Omdat VVE nog in ontwikkeling is in Barendrecht is er voor gekozen om als voorbeeld de vragenlijst te laten invullen door één peuterspeelzaal en één kinderdagverblijf. De antwoorden gelden globaal voor alle locaties.

Bijlage 2 bevat de antwoorden van deze beide voorscholen.

De inspectie heeft in Barendrecht ook geen fysieke bezoek gebracht bij VVE-locaties, omdat VVE nog zo sterk in ontwikkeling is.

(12)

3 Conclusies

De inspectie heeft zowel op het niveau van de gemeente, als op het niveau van de afzonderlijke locaties, gekeken naar de kwaliteit van de voor- en vroegschoolse educatie in deze gemeente.

Bij het oordeel over de kwaliteit van het gemeentelijk beleid heeft de inspectie in eerste instantie gebruik gemaakt van de zelfevaluatie van de gemeente. Door middel van

documentenanalyse, gesprekken en locatiebezoeken heeft de inspectie de oordelen van de gemeente geverifieerd.
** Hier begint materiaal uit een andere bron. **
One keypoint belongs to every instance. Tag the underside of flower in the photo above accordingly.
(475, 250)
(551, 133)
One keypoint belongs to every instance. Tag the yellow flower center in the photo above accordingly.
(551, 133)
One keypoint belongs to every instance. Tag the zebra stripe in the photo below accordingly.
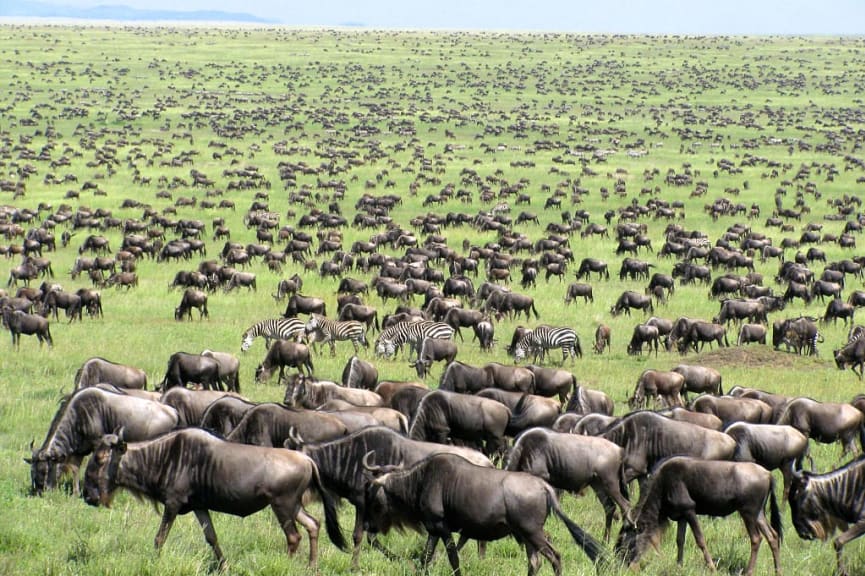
(393, 337)
(544, 338)
(333, 330)
(271, 329)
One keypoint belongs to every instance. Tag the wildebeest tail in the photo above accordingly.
(774, 512)
(331, 516)
(583, 539)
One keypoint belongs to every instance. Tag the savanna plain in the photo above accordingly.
(451, 123)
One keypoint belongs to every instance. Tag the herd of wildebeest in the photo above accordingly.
(483, 452)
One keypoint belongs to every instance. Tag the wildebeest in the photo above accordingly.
(359, 373)
(446, 493)
(271, 424)
(749, 333)
(186, 368)
(299, 304)
(700, 380)
(657, 384)
(820, 504)
(19, 323)
(340, 464)
(602, 338)
(192, 298)
(852, 354)
(576, 290)
(229, 369)
(771, 446)
(434, 350)
(682, 488)
(310, 393)
(733, 409)
(644, 334)
(648, 438)
(85, 416)
(443, 416)
(826, 422)
(97, 370)
(630, 299)
(199, 472)
(572, 462)
(284, 353)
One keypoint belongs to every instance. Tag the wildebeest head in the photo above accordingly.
(43, 470)
(100, 478)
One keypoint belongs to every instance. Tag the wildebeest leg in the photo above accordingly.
(209, 534)
(850, 534)
(453, 554)
(311, 525)
(699, 538)
(168, 517)
(429, 549)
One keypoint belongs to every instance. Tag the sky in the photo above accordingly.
(827, 17)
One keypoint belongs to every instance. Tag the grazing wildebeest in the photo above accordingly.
(700, 380)
(826, 422)
(648, 438)
(309, 393)
(820, 504)
(630, 299)
(749, 333)
(19, 322)
(284, 353)
(271, 425)
(340, 464)
(446, 493)
(771, 446)
(837, 308)
(589, 265)
(572, 462)
(229, 369)
(443, 416)
(658, 385)
(433, 350)
(200, 472)
(99, 370)
(85, 416)
(733, 409)
(299, 304)
(701, 332)
(681, 488)
(578, 289)
(643, 334)
(194, 368)
(602, 338)
(527, 410)
(192, 298)
(852, 354)
(359, 373)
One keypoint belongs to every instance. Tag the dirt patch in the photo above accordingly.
(759, 357)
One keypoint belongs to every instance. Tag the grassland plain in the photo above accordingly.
(135, 109)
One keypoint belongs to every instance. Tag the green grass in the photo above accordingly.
(144, 95)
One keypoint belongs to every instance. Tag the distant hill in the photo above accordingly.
(123, 13)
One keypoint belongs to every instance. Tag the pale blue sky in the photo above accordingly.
(623, 16)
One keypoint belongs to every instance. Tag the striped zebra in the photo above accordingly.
(544, 338)
(272, 329)
(325, 330)
(393, 337)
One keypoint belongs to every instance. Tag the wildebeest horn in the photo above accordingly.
(367, 465)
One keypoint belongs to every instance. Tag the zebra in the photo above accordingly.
(392, 338)
(329, 331)
(544, 338)
(272, 329)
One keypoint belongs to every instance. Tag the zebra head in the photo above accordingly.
(246, 341)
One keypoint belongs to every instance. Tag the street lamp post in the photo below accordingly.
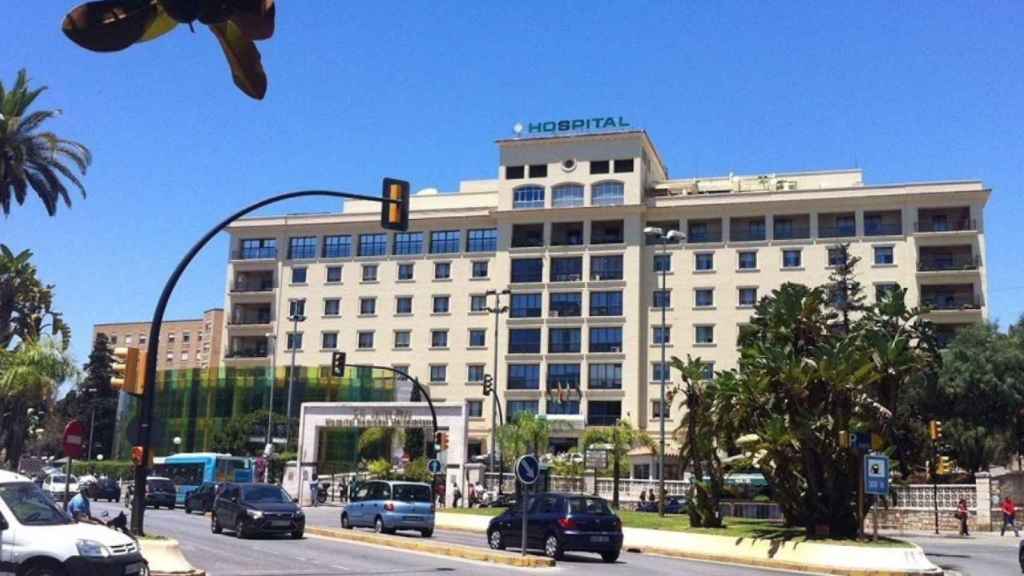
(296, 318)
(664, 238)
(497, 310)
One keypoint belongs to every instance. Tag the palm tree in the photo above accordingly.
(30, 158)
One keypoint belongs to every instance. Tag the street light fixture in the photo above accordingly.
(664, 238)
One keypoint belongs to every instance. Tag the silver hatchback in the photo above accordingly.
(387, 506)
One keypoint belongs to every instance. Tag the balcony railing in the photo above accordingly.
(948, 262)
(255, 253)
(947, 225)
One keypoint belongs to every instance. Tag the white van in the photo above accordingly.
(37, 538)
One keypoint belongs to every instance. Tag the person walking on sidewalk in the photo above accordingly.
(962, 515)
(1009, 517)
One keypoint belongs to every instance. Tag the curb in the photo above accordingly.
(434, 547)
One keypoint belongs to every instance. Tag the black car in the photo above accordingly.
(560, 523)
(105, 489)
(202, 498)
(249, 509)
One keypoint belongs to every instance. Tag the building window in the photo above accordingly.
(792, 258)
(474, 372)
(566, 270)
(368, 305)
(660, 371)
(441, 304)
(564, 303)
(606, 339)
(704, 297)
(438, 373)
(527, 197)
(480, 269)
(524, 340)
(366, 339)
(663, 298)
(749, 259)
(704, 261)
(566, 196)
(525, 305)
(329, 340)
(438, 338)
(884, 255)
(444, 242)
(373, 244)
(606, 194)
(605, 376)
(337, 246)
(524, 377)
(333, 275)
(332, 306)
(606, 268)
(403, 304)
(481, 240)
(748, 297)
(527, 270)
(563, 340)
(408, 243)
(477, 302)
(302, 247)
(402, 339)
(606, 303)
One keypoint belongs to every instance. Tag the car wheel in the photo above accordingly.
(552, 547)
(496, 541)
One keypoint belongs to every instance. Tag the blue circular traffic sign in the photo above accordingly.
(527, 469)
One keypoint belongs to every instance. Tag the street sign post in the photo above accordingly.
(527, 470)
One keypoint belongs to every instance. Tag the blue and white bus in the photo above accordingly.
(187, 471)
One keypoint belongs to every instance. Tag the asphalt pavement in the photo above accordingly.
(225, 556)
Sinds begin 2012 heeft Barendrecht het roer op het gebied van VVE flink omgegooid. Daar waar tot 2012 de nadruk bij VVE nog lag op het stimuleren van de taalvaardigheid, heeft de OKE-wet het VVE-beleid van de gemeente een nieuwe wending gegeven. Dit betekent dat de gemeente Barendrecht sinds begin van dit jaar een andere koers heeft ingezet, waarbij VVE meer gericht wordt op de brede ontwikkeling van kinderen.

Barendrecht kiest er tevens bewust voor om segregatie te voorkomen door op alle locaties voor peuterspeelzaalwerk en kinderopvang pedagogisch medewerkers te scholen voor een erkend ontwikkelingsgericht VVE-programma. Op deze wijze krijgen alle doelgroepkinderen die

deelnemen aan een voorschoolse voorziening VVE aangeboden. In de toeleiding naar VVE is het van belang goede concrete afspraken te maken met de consultatiebureaus om ouders te wijzen op het belang van VVE en die volgens heldere protocollen dienen te noteren welke kinderen bij VVE gebaat zouden zijn.

Door de keuzes die Barendrecht onlangs gemaakt heeft ten aanzien van het VVE-beleid en de fase waarin deze gemeente zit om het beleid te realiseren zijn enkele belangrijke indicatoren nog niet volledig ontwikkeld. Daarnaast is het van belang dat de gemeente zich realiseert dat het scholen van pedagogisch medewerkers voor VVE slechts één (weliswaar zeer belangrijke) voorwaarde is voor het implementeren van VVE. Ouderbetrokkenheid, kwaliteitszorg, een beredeneerd aanbod, planmatige zorg en een doorgaande lijn zijn aspecten die ook voorwaardelijk zijn voor succesvol VVE.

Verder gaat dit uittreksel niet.